Sylvie had already been to her yoga class when she met Marla for breakfast—such as it was. Marla had a loaded plate with toast and eggs and peanut butter and sliced bananas, along with a bowl of yogurt covered with the delicious, high-calorie granola. Sylvie sat opposite, sipping her soy and melon concoction. She’d need the protein to get through aerobics.

Marla was spooning yogurt into her mouth and giggling. “So when he put you on hold, who did he say it was?” she asked again.
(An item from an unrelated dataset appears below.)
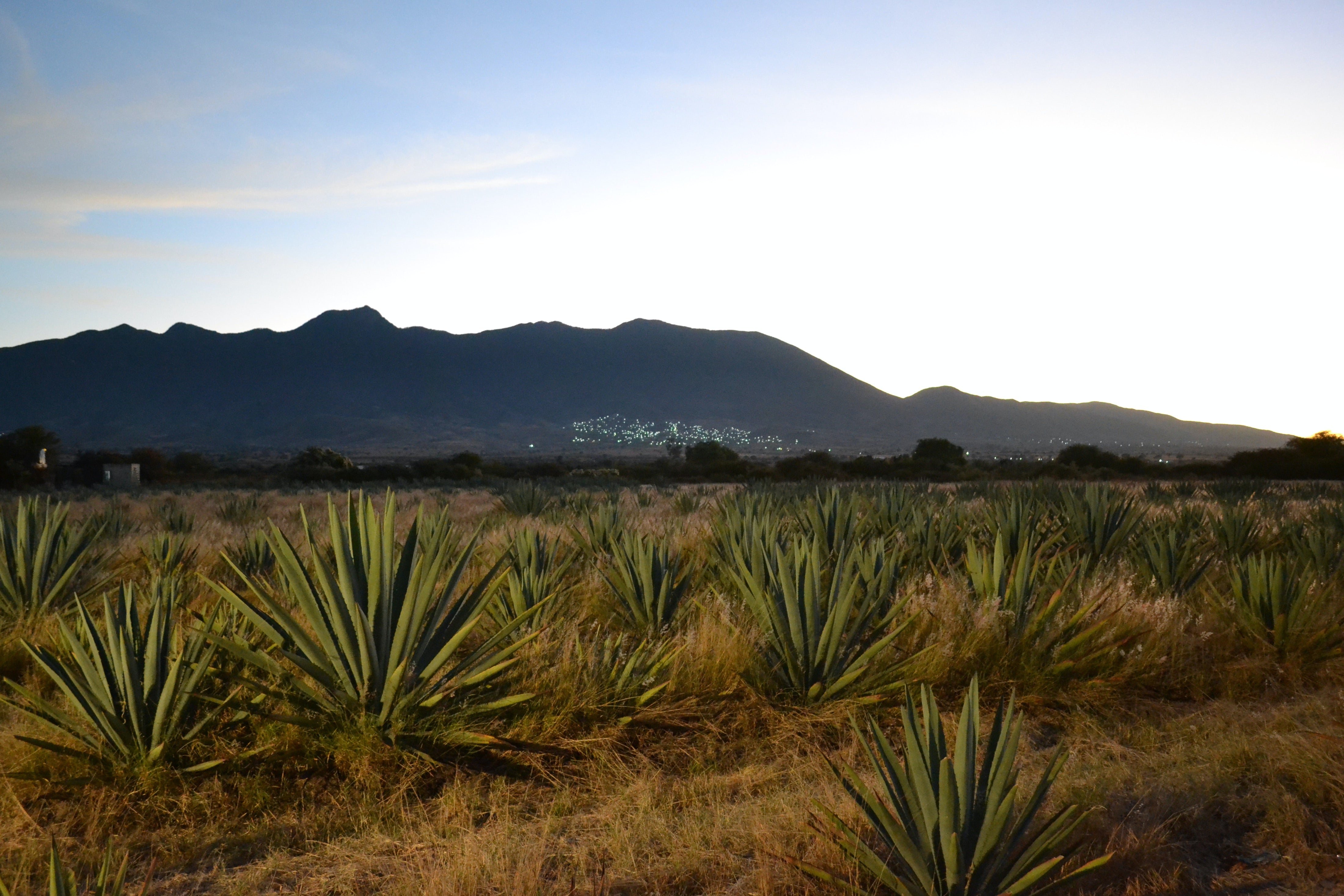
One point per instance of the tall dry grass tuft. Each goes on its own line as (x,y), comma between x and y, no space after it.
(1217,763)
After the two women had admitted that they were thinking of secretly calling Bob, they’d decided to call him simultaneously. “He said you were a disabled veteran,” Sylvie said.

“Well, that isn’t true,” Marla explained. “I was never in a war.”

“Only if you count the battle of the sexes,” Sylvie told her.

“I can’t figure out why you walk like a boy,” Marla was saying later, as the two women were working together in a long, deserted spa hallway.

“Maybe because I had an older brother,” Sylvie suggested. “Phil was an athlete. Very butch.”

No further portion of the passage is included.